In this regard, a hysteroscope may at least partially enclose the catheter or may be adjacent to the catheter upon insertion into the uterine cavity. The hysteroscope allows for viewing of the uterine cavity during the ablation procedure. Thus, after insertion of the ablation catheter into the uterine cavity and inflation of the expansible member within the uterine cavity, the physician performing the procedure will be able to visualize the cessation of blood flow into the tissues of the uterine cavity. This cessation will be indicated by the change of the tissues of the uterine cavity from a pink color to a pale color. Based upon this visual inspection, the physician may be able to calculate or determine when to conclude the ablation procedure.

Additionally, a puls-oximeter device 160 may be used in conjunction with the ablation catheter. In this regard, the puls-oximeter device 160 may be attached to the catheter shaft and may receive signals transmitted from a puls-oximeter sensor attached to the outer surface 30 of the expansible member. The puls-oximeter sensor measures the cessation of blood flow into the tissue of the uterine cavity 130 and transmits a signal conveying this information to the puls-oximeter device where it may be read by the physician. The physician then utilizes this information to calculate or determine when to conclude the ablation procedure.

In addition to the apparatus and method described the present invention encompasses a method of providing a system for ablating tissue in a uterine cavity.

Generally speaking, the system provides for an apparatus, instructions for utilizing the apparatus, and means for utilizing the apparatus. In this regard, the apparatus includes a catheter and an expansible member. The catheter includes a distal end, proximal end, catheter body, catheter tip, one or more openings on the catheter body, and one or more fixation points. The expansible member includes an outer surface, an interior surface, a distal end, and a proximal end.

The instructions provided with the apparatus may include directions for inserting the apparatus inside the uterine cavity. In this regard, the apparatus should be inserted far enough into the uterine cavity such that the distal end of the expansible member is in communication with the tissues of the uterine cavity and is substantially aligned with the corneal regions wherein upon inflation, the expansible member will reach all areas of the uterine cavity including the corneal regions.

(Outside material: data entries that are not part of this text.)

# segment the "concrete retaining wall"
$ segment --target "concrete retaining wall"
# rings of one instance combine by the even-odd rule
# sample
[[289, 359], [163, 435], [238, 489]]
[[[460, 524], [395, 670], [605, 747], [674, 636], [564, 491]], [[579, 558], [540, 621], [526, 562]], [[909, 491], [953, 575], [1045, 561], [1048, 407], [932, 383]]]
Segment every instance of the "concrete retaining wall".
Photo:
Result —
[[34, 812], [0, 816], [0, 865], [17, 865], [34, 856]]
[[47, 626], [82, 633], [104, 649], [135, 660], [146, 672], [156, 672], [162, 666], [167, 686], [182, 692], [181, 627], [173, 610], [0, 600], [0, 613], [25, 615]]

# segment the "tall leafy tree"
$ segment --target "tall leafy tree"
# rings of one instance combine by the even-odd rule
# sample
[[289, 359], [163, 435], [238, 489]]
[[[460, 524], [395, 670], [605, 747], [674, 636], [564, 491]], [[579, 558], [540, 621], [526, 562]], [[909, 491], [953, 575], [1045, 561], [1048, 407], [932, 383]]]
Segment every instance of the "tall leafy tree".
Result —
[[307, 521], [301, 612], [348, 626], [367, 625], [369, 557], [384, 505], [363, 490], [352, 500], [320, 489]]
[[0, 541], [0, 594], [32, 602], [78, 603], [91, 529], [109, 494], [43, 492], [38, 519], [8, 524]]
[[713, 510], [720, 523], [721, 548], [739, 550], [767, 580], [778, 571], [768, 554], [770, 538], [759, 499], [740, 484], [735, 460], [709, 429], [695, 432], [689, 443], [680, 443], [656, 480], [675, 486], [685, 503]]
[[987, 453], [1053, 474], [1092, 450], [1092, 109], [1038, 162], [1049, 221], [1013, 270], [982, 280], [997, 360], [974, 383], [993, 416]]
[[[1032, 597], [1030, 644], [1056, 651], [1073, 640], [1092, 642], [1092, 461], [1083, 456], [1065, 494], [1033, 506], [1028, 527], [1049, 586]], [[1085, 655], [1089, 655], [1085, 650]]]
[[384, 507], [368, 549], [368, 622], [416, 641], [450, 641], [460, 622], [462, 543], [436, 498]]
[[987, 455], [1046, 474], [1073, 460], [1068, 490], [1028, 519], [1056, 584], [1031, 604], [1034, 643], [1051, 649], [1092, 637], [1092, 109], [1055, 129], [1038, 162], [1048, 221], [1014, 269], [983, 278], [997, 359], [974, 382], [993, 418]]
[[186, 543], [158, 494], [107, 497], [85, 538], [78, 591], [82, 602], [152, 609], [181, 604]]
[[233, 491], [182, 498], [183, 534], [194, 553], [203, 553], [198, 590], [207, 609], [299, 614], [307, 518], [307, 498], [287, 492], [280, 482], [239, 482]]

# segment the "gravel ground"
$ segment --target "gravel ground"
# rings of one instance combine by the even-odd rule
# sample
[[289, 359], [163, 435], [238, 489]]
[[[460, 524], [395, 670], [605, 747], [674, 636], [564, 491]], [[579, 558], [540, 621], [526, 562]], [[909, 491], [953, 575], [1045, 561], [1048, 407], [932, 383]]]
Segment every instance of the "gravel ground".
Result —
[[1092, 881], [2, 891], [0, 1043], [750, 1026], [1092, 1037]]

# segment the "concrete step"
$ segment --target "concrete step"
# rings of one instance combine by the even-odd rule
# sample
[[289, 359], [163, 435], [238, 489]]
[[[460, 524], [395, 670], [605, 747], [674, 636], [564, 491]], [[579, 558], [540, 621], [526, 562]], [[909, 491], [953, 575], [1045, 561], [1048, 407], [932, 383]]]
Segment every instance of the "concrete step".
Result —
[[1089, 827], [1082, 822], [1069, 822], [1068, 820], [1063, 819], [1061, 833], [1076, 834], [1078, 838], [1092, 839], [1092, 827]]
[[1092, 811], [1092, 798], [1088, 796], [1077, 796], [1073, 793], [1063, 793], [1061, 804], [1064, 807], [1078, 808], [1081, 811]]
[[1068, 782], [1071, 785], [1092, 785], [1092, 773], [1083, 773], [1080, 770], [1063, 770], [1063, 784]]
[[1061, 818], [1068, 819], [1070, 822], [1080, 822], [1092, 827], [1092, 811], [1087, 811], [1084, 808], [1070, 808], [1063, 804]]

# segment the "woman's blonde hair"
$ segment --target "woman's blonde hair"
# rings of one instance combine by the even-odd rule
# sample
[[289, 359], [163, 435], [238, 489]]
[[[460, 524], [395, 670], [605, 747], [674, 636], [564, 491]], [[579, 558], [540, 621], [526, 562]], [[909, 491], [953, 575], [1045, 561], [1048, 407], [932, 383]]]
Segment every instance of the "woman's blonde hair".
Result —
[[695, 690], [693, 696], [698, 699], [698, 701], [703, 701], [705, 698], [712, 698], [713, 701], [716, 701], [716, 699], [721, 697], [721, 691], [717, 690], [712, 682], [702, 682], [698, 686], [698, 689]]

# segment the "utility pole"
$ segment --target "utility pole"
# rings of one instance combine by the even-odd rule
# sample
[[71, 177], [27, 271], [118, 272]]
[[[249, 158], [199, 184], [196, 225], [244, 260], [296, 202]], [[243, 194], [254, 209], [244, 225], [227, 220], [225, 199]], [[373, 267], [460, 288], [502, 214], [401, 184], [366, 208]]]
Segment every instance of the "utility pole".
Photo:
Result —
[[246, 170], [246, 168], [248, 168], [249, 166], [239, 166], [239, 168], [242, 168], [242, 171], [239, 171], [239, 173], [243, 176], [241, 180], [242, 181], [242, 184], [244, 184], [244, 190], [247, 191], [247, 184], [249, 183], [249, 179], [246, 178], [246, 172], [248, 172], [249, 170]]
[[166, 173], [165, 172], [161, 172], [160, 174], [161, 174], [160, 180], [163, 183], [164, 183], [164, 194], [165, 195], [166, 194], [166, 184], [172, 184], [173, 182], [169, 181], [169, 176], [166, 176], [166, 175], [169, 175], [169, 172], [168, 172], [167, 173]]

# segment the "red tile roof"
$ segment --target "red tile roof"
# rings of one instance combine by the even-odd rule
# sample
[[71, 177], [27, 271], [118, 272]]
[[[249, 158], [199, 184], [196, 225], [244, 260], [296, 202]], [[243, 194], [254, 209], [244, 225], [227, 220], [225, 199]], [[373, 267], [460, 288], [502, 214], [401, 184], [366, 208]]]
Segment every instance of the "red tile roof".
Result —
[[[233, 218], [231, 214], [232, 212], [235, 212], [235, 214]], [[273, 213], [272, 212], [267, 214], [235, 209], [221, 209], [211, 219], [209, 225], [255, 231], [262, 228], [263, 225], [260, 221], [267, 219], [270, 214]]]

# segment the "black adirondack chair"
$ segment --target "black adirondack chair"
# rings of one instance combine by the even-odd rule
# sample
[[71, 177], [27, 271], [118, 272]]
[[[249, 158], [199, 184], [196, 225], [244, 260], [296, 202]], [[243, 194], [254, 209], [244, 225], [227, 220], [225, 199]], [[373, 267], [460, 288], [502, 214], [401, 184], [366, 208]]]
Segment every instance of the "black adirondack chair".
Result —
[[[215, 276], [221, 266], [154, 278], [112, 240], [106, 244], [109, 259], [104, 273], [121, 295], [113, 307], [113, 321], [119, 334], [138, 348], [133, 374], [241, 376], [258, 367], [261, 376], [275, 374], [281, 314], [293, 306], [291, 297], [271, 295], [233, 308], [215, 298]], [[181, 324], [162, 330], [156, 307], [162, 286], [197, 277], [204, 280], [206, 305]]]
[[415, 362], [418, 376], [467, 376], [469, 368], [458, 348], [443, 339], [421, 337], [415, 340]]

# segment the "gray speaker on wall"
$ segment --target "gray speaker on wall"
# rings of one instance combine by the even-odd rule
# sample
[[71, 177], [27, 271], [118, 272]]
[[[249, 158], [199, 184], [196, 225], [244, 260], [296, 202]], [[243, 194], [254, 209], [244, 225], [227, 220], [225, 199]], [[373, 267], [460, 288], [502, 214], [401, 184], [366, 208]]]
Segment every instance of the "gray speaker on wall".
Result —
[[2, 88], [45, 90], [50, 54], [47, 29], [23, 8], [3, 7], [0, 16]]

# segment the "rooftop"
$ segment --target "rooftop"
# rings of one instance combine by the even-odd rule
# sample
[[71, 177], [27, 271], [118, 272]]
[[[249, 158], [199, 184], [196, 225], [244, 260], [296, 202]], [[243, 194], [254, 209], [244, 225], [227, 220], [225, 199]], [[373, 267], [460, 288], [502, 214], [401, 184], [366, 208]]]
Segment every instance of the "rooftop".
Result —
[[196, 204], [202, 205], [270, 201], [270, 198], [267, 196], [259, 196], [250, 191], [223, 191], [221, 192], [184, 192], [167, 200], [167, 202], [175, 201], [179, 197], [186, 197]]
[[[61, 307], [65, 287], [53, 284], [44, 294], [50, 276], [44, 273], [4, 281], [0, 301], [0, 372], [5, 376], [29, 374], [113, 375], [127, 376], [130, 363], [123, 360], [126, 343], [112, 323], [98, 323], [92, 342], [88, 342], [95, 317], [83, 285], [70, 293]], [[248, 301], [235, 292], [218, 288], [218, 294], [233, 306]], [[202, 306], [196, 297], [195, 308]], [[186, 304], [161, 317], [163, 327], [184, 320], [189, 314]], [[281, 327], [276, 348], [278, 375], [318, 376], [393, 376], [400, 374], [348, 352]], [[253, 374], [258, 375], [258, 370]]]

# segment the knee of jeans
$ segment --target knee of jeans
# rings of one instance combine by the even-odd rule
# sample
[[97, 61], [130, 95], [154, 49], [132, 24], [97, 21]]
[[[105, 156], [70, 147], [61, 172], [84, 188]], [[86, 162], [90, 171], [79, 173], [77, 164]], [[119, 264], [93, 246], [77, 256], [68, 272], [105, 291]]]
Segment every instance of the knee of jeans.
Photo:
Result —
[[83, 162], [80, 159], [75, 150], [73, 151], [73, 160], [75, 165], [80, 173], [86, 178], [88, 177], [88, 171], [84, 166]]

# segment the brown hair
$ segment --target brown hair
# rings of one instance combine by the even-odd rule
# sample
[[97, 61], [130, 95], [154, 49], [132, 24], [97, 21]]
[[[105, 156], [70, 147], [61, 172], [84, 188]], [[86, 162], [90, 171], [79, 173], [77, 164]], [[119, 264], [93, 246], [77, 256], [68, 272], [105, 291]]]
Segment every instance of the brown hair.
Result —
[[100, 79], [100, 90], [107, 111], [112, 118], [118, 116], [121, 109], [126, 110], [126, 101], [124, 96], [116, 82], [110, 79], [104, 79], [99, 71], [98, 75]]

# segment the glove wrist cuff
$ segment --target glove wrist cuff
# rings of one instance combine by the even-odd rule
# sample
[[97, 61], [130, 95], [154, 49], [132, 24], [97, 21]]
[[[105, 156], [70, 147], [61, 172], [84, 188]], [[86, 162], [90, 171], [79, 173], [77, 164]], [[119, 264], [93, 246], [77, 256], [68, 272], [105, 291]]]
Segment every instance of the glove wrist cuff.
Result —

The instructions may also include directions for utilizing the apparatus. In this regard, instructions may be provided for inflating the expansible member by introducing a fluid into the proximal end of the catheter utilizing a device such as a perfusion device. These instructions may include a listing of desirable inflation pressures to be maintained within the interior of the expansible member after inflation. Additionally, instructions for deflating the expansible member after a sufficient time, such as, for example 5 to 20 minutes, may be provided.

Further, instructions for use of a hysteroscope for visualizing the cessation of blood flow into the tissues of the uterine cavity may be provided; and instructions for use of a puls-oximeter for measuring the cessation of blood flow into the tissues of the uterine cavity may be provided.